Keynes economics This is a movement in the economic world based on the ideas of John Mayndard Keynes who lived from 1883 to 1946. The idea stems from the year 1936 as a response to the Great Depression of the early 30's. It is also the prevailing theory to this day. It is said that in difficult times money may be printed. In order to take money out of circulation again in better times. In itself this is not so crazy, but the theory is disproved so that money is always printed and is never destroyed. This causes high debts and inflation. The more money that is printed the higher the inflation. Corona and the war in Ukraine are blamed for high inflation when it is more due to the mismanagement of central bank politics. The hole in the budget can never be closed and we are heading for the great reset. You can find a blog about this on our website. We are literally being driven to the abyss and no one can stop it.
Austrian economics Austrian economics stems from the work of Carl Menger in the year 1870 and his colleague in Vienna. This theory states that a fixed amount of money is put into circulation.
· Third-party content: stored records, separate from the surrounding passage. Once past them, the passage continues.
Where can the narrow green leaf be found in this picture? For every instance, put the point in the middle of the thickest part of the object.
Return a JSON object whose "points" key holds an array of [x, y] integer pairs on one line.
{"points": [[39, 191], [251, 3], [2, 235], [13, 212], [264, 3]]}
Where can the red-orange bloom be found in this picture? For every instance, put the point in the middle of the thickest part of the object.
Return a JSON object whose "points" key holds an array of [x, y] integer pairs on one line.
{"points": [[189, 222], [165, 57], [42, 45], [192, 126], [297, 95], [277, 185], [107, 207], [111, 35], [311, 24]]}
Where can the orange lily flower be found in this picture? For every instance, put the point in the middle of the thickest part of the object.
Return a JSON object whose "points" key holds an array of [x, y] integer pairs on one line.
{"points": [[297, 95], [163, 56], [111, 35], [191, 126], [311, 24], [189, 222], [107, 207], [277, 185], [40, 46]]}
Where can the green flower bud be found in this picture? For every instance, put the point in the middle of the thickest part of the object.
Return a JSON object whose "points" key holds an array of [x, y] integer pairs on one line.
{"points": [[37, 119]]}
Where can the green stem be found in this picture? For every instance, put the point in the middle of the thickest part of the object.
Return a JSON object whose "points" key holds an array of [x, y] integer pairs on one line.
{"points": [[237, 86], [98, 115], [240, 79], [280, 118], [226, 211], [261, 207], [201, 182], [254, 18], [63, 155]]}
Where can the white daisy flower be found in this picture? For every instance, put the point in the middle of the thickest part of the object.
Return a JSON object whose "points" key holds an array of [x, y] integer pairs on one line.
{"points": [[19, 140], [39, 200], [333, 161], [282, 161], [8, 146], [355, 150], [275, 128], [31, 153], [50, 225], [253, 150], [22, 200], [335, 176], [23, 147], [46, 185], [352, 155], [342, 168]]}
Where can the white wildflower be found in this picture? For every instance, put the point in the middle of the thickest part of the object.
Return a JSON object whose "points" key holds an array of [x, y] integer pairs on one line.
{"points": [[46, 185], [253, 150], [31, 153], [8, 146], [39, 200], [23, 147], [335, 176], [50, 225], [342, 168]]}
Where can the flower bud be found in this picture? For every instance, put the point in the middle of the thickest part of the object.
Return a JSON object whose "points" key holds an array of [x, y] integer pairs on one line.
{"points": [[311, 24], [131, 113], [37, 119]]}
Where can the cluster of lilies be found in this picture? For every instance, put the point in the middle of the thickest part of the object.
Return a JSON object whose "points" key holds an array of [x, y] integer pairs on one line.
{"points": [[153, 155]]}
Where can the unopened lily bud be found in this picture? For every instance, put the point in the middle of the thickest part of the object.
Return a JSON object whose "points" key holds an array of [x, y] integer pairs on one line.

That way if more value is needed the value of the money will increase, a deflationary system. A much better system than what we have now. Unfortunately, there are fewer supporters of that theory so our old monetary system continues to work in the Keynes economics way.
Bitcoin However, due to Satoshi Nakamoto's invention, Austrian economics is starting to gain traction because Bitcoin has a fixed supply of 21 million coins. So the more Bitcoin is used the higher the value of the cryptocurrency. That in itself creates a deflationary system so the hodlers are making more and more money just keeping up with the coins. Bitcoin is the future, we know that by now but it is also nice to see how this revives the theory of Austrian economics. What the future holds remains to be seen but we are heading in the right direction in my opinion.
Mind you, central exchanges tend to bank as well as fractional, so more on customers' accounts than they really have in liquidity.
We are only going to have a real Austrian model if the decentralized exchanges start working only with real liquidity. Meaning everyone has their coins under their own control and the third-party exchanges only work with 100% capital managed by themselves, or via strike in liquidity pools.